Apresentou-se todas as noites durante 20 dias, sem ganhar um centavo. Bastava-lhe o título de hóspede de honra do presidente paraguaio.O apogeu de Mario Zan aconteceu entre 1954 e 1964, quando ele esteve entre os artistas mais executados das rádios de todo o país. Sempre relacionado ao São João, era lembrado como uma figura indissociável da cultura paulistana. Sobre o São João, lamenta que a música tenha perdido muito de suas características depois da morte de Luiz Gonzaga, em 1989.
"Não precisamos de letras com duplo sentido para alegrar as pessoas", avalia. "Gonzagão foi o rei de tudo isso cantando músicas bonitas, sem apelação de sexo." Mario defende que baião tem de ser alegre, não ofensivo. "Acho que todos deveriam seguir a escola de Gonzaga e usar a música para falar das histórias, dos romances e da cultura do Nordeste", afirma.A única coisa capaz de tirar Mario Zan do sério se chama direitos autorais. Quando o assunto é lembrado, sem perder o humor, ele pede um tempo antes para fumar um cigarro. Tem lá seus bons motivos. Apesar de "Nova Flor" ter estourado já na década de 1940 e se manter como um sucesso permanente na Argentina, no Paraguai e no México - numa viagem recente, o sanfoneiro trouxe 40 CDs com interpretações da música -, além de Estados Unidos e Alemanha, seu autor diz até hoje que os direitos autorais da canção no exterior em cinco décadas não totalizam R$ 50 mil.
Os americanos, ressalta, são os que melhor pagam direitos autorais no mundo.

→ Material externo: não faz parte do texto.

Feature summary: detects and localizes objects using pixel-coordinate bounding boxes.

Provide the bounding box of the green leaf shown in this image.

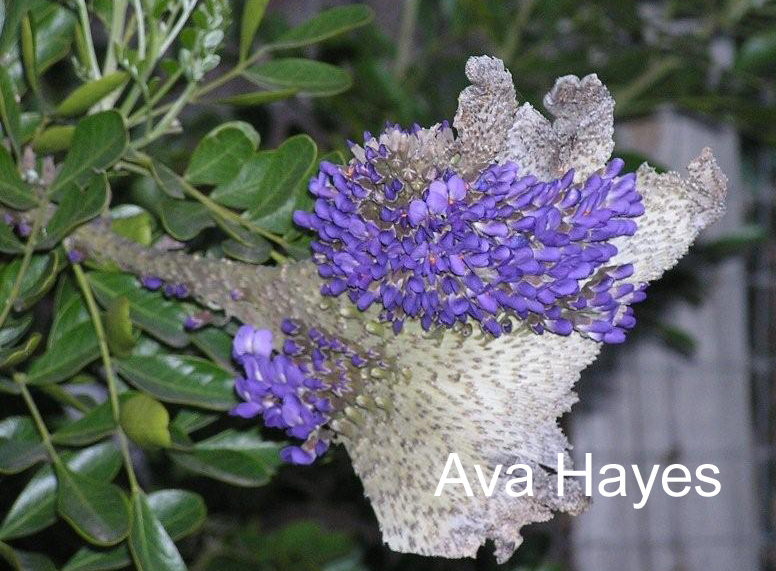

A cada seis meses, Mario recebe entre R$ 3 mil e R$ 5 mil. "O artista no Brasil é roubado em todas as etapas, os fiscais não mencionam a música da gente, que entra como autor desconhecido." Com mais de cem canções gravadas, os depósitos em sua conta bancária não passam de R$ 500 a R$ 600 por mês. "Os fiscais do Ecad (Escritório Central de Arrecadação e Distribuição) não passam recibo para os clubes e fazem acertos por um percentual do que teriam de pagar em direitos." Na semana passada, às vésperas do show no Sesc, brigava com o Ecad para liberar 10% do show que faria. No espetáculo, 31 músicas de sua autoria.Até o começo da década passada, Mario Zan mantinha uma rotina cansativa de shows quase diária. Chegava a se apresentar até quatro vezes no mesmo dia.
Longe dos holofotes da televisão, Mario Zan continua a animar centenas ou talvez milhares de festas juninas todos os anos com suas centenas de milhares de CDs que vende todos os anos. Enquanto promete que vai largar o cigarro, mostra sua energia jovial de alguém que se sente recompensado e feliz quando diz que toca para fazer o povo dançar. "Toco o que o povo quer", repete entusiasmado.Sempre que o chamavam de rei da sanfona, Luiz Gonzaga consertava: "Não, eu sou o rei do baião, o rei da sanfona é Mario Zan." E se o rei disse, está dito.